Evolution of Developer Productivity at Square - Part One
Unpacking Square's developer productivity approach
Building on a decade of innovation and scaling, Square's growth story has been nothing short of remarkable. From the early days of a simple Square card reader connecting via an iPhone's headphone jack to an expansive ecosystem of business solutions products ranging from Restaurants, Appointments, Payroll, Invoices, Retail, and Banking, our ambitions have grown as have our challenges. Managing a rapidly expanding codebase across multiple platforms and services brought forth a unique set of complications. That's why we're launching this multi-part blog series to delve into the nuances of how our development challenges have evolved and the strategies we've employed to address them.
In this first part, we will focus on our Continuous Integration (CI) infrastructure strategy. We'll outline how a dedicated Developer Productivity team revolutionized our approach, making focused investments to speed up development across our expansive digital landscape. Whether you're grappling with issues in a large monorepo or looking to increase development velocity, the insights from our journey may offer you valuable guidance.
Let me take you back to 2019. Our codebase and the number of Square customers had been growing at an impressive rate. At that time, getting anything done in the mobile repos was an enormous challenge. The scale was big and it kept getting bigger.
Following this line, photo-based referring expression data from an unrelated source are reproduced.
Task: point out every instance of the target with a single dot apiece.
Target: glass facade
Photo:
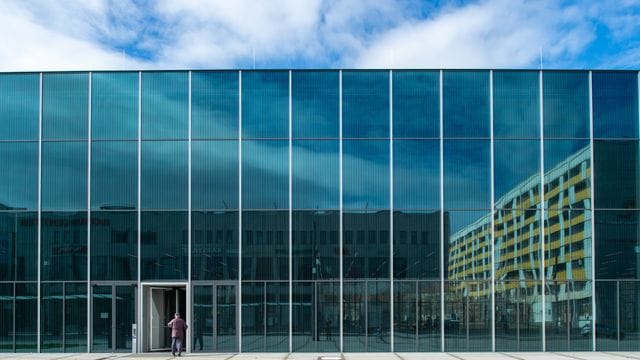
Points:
(320, 210)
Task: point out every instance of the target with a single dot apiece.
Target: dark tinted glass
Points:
(616, 244)
(65, 105)
(466, 104)
(64, 175)
(214, 245)
(566, 104)
(114, 175)
(315, 104)
(214, 104)
(315, 174)
(114, 105)
(19, 238)
(164, 175)
(265, 174)
(416, 245)
(315, 238)
(516, 173)
(516, 104)
(265, 245)
(214, 174)
(567, 179)
(615, 104)
(163, 245)
(114, 245)
(265, 104)
(416, 174)
(165, 105)
(467, 174)
(19, 106)
(616, 174)
(365, 174)
(365, 104)
(416, 104)
(64, 246)
(19, 182)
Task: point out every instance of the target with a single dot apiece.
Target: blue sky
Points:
(122, 34)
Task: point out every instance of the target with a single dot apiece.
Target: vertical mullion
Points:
(89, 302)
(239, 291)
(593, 226)
(542, 213)
(341, 260)
(391, 299)
(290, 228)
(493, 264)
(442, 268)
(39, 292)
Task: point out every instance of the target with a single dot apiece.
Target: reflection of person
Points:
(178, 329)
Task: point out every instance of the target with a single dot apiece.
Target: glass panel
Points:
(114, 175)
(125, 316)
(64, 246)
(265, 245)
(517, 245)
(265, 104)
(567, 248)
(18, 246)
(65, 106)
(6, 317)
(569, 318)
(19, 106)
(315, 174)
(164, 175)
(416, 174)
(615, 104)
(265, 174)
(566, 104)
(567, 179)
(214, 104)
(467, 174)
(64, 175)
(365, 174)
(315, 104)
(416, 104)
(114, 245)
(315, 245)
(365, 104)
(467, 322)
(516, 104)
(27, 317)
(617, 244)
(214, 174)
(51, 318)
(214, 245)
(102, 318)
(466, 104)
(518, 316)
(366, 245)
(114, 105)
(203, 331)
(163, 245)
(75, 318)
(416, 245)
(517, 173)
(165, 105)
(467, 236)
(617, 174)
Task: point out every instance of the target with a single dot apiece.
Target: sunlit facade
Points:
(320, 210)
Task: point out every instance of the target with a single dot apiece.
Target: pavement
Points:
(347, 356)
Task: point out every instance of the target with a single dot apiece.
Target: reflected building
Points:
(320, 211)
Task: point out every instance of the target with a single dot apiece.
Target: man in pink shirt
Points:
(178, 328)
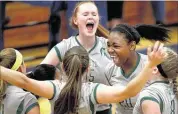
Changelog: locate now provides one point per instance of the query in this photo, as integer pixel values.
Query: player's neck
(158, 78)
(131, 63)
(86, 41)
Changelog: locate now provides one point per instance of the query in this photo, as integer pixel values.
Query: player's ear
(155, 70)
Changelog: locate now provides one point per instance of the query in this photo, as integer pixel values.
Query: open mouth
(90, 26)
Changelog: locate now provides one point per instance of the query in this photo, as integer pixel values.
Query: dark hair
(150, 32)
(7, 57)
(169, 68)
(75, 63)
(43, 72)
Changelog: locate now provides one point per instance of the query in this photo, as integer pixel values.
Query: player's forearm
(13, 77)
(136, 85)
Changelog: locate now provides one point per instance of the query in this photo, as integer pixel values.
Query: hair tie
(18, 60)
(160, 69)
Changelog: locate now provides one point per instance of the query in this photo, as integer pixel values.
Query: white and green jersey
(99, 59)
(17, 101)
(88, 101)
(162, 93)
(118, 78)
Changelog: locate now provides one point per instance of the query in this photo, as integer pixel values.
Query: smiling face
(86, 18)
(119, 48)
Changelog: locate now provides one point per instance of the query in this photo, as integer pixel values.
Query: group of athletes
(85, 73)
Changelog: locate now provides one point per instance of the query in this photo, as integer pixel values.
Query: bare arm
(40, 88)
(150, 107)
(107, 94)
(34, 110)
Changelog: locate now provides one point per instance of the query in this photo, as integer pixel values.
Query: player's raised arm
(111, 94)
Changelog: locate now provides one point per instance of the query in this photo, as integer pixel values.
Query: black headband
(160, 69)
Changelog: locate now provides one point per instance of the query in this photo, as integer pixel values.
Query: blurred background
(26, 26)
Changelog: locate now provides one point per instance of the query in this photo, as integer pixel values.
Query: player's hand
(156, 54)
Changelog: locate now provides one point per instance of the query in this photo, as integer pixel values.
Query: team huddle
(86, 73)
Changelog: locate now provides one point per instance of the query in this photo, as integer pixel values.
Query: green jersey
(162, 93)
(88, 101)
(99, 59)
(117, 77)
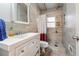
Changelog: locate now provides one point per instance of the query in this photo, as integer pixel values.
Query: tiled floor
(57, 51)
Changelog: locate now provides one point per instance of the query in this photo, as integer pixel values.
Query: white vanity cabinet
(28, 46)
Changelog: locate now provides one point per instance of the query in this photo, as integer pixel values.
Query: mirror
(21, 13)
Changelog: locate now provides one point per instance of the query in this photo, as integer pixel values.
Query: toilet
(43, 45)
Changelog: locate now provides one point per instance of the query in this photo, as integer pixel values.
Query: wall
(69, 28)
(51, 32)
(32, 27)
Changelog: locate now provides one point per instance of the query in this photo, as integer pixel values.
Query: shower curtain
(42, 27)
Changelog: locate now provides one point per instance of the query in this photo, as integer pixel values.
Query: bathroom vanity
(21, 45)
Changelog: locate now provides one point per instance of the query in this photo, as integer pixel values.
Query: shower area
(50, 27)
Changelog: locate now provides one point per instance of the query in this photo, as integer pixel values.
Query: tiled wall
(32, 27)
(69, 29)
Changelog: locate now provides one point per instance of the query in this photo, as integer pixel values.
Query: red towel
(43, 37)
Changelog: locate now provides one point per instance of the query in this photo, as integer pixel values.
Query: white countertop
(12, 40)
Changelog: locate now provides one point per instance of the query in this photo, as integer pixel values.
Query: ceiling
(47, 6)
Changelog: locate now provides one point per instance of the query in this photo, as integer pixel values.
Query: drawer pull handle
(33, 42)
(37, 47)
(22, 51)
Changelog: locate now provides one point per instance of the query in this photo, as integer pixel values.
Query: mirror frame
(14, 13)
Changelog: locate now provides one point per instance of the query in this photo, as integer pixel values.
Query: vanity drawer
(27, 49)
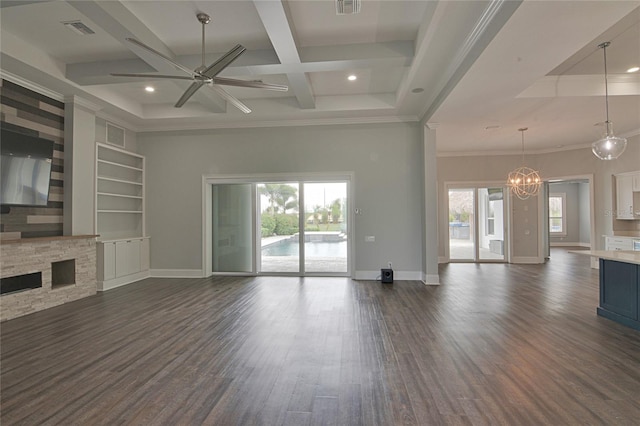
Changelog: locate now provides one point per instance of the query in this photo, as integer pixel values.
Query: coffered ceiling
(462, 66)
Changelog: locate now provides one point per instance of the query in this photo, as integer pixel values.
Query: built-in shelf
(120, 211)
(119, 193)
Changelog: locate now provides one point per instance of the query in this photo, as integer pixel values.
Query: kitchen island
(619, 286)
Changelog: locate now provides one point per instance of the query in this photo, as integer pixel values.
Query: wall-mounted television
(25, 169)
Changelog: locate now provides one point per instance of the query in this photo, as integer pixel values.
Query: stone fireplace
(39, 273)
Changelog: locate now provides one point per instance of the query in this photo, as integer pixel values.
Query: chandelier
(524, 182)
(610, 147)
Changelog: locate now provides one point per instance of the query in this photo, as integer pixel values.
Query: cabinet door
(636, 182)
(144, 255)
(109, 259)
(134, 256)
(619, 288)
(127, 257)
(624, 195)
(122, 259)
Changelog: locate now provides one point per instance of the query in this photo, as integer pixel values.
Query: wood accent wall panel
(25, 111)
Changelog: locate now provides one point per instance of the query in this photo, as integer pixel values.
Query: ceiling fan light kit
(610, 146)
(205, 75)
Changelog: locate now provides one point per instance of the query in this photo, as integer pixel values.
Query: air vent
(347, 7)
(78, 27)
(115, 135)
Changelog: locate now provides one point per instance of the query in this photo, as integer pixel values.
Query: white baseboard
(397, 275)
(119, 282)
(563, 244)
(527, 260)
(176, 273)
(431, 279)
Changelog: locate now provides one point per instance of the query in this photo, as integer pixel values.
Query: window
(557, 214)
A lot of the tooling that existed for building and testing wasn’t developed with us in mind. So, we responded by forming a small mobile developer experience team. This small team delivered immediate quality of life improvements and proved that at our growth trajectory, we needed more dedicated engineers to enable the product engineering team to get things done fast and easily. In 2020, we founded the Developer Productivity team and have been making more focused investments in this space since.
Fast forward to today, we have dedicated developer experience teams for mobile, SQUID (Square Android), backend, and web platforms, a developer tooling team, internal developer portal team, CI Infrastructure, and a Continuous Deployment team. We oversee a vast digital landscape that includes 11 mobile apps and 2 public SDKs. Our microservices are crafted using a variety of languages, with Ruby, Java, and Go. Monorepos are an integral part of our ecosystem, spanning across iOS, Android, Java, and Go platforms, each containing multiple millions of lines of code. When it comes to web applications, we're harnessing the power of modern frameworks like React, Vue, and Ember, spread across more than 600 poly repos.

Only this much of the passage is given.